A performance da BEN surgiu da pesquisa da dupla sobre bonecos articulados e da ideia de brincar de ser adulto. No cenário, os modelos eram os bonecos, transportados e vestidos pelos estilistas ao vivo. “Fugimos total do desfile. Já estávamos com essa vontade de ter algo mais experimental. Então fizemos todo o ritual das provas de roupa, de vestir cada peça e montar uma pose. Criamos essas imagens estáticas manipuladas por nós”, contou o estilista, que participa da Casa de Criadores há dois anos.

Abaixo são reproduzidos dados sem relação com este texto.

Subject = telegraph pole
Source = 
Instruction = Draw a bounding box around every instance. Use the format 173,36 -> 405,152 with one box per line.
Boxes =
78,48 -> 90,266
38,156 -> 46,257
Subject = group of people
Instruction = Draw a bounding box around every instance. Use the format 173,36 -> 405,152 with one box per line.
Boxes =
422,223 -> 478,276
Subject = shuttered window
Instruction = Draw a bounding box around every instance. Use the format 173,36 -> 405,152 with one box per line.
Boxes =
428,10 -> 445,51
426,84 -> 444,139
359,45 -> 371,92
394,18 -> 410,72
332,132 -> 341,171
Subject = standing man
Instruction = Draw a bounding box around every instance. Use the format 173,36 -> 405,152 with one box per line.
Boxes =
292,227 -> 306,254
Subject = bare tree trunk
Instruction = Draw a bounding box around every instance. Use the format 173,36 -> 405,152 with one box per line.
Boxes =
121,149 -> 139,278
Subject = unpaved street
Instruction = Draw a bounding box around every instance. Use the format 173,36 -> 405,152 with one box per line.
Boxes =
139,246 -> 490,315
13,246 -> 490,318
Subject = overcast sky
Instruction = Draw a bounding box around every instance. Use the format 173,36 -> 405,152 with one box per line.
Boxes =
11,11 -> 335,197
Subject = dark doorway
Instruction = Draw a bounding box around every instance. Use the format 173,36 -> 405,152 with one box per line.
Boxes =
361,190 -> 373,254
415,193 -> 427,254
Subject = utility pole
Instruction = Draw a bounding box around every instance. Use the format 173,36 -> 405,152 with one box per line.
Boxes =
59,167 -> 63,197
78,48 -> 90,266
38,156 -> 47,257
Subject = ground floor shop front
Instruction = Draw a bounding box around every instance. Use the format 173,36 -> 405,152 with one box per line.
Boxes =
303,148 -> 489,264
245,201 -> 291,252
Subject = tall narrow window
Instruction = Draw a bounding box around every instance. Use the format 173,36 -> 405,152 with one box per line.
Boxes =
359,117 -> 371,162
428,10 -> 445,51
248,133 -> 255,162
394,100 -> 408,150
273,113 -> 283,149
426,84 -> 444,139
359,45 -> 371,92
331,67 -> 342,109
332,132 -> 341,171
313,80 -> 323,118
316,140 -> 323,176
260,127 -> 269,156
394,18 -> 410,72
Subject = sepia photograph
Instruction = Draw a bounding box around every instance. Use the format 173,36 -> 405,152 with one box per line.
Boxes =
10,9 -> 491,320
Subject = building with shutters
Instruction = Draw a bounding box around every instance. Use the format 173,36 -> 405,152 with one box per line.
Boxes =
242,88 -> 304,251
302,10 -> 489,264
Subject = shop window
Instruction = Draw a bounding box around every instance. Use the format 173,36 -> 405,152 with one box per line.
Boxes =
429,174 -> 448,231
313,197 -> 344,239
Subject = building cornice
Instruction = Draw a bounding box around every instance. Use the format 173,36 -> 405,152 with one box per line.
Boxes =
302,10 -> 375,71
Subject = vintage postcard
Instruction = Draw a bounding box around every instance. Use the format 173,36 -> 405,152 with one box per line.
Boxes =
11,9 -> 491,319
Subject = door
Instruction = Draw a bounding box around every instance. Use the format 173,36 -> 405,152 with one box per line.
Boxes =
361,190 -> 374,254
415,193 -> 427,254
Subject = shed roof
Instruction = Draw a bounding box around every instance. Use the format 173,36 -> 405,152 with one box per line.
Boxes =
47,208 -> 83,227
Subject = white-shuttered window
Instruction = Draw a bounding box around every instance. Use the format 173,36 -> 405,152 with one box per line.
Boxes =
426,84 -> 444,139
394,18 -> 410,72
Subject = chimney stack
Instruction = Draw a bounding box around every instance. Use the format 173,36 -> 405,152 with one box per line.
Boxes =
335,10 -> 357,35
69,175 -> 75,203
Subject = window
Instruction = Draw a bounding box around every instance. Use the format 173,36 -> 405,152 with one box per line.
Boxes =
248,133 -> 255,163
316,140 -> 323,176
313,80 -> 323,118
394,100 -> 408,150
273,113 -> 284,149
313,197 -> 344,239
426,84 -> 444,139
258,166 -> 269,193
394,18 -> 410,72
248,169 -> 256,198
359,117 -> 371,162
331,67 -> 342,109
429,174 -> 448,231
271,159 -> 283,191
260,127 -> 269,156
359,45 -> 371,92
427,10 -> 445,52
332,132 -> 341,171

“A Casa de Criadores me abre portas, até me arrepio de falar! Precisamos de espaço e o evento tem muito respeito pelo nosso trabalho, nos abre portas. Às vezes eu recebo mensagens de estudantes de moda, ou de pessoas que pensam em estudar, falando do estímulo e incentivo que a gente nem sabe, mas inspira nas pessoas. É muito especial. A BEN é um respiro, é o que eu acredito de fato na moda e a Casa de Criadores me permite mostrar esse trabalho pra mais pessoas, uma rede maior do que eu teria vendendo em uma multimarcas ou pelas redes sociais”, finaliza. E nós mal podemos esperar pela próxima edição em terras cariocas.